"Stephan Szabo" <sszabo@kick.com> writes:
>> I had not seen those statements before; I have been mistakenly modifying
>> 6.5.3 sources, not 7.0.2. I will incorporate them in my work. Is there any
>> way of also disabling all constraint checking while loading the data?
> Well, for unique you could remove/recreate the unique index. NOT NULL
> is probably not worth bothering with. Check constraints might be able
> to be turned off for a table by setting relchecks to 0 in the pg_class
> row and the resetting it after data is loaded (sort of like what we do
> on data only dumps for triggers).
There's no need to disable NOT NULL, nor unique constraints either,
since those are purely local to a table --- if they're going to fail,
altering load order doesn't prevent it.
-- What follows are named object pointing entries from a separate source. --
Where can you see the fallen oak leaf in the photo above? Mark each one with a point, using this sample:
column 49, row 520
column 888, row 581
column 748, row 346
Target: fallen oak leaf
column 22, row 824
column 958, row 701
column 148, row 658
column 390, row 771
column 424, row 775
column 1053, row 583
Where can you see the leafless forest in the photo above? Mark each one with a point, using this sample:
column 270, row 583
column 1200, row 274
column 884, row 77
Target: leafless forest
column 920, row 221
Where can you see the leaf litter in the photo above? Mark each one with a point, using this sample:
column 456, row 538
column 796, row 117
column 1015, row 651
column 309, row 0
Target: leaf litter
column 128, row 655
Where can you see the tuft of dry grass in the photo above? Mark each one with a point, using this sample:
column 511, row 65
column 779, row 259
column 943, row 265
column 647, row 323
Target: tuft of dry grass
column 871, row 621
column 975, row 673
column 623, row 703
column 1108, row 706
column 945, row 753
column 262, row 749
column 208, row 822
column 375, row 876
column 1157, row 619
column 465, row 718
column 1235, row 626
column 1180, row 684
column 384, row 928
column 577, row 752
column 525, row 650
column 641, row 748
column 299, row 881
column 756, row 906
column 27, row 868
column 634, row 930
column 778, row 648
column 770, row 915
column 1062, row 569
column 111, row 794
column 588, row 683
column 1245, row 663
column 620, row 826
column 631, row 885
The things you need to worry
about are constraint expressions that cause references to other tables
(perhaps indirectly via a function).
If we had ALTER TABLE ADD CONSTRAINT then the problem would be largely
solved, I believe. This should be a minor exercise --- the heavy
lifting is already done, because heap.c's AddRelationRawConstraints()
is already set up to be invokable on a pre-existing relation. Also
the parser knows how to parse ALTER TABLE ADD CONSTRAINT ... I think
all that's missing is a few lines of glue code in command.c.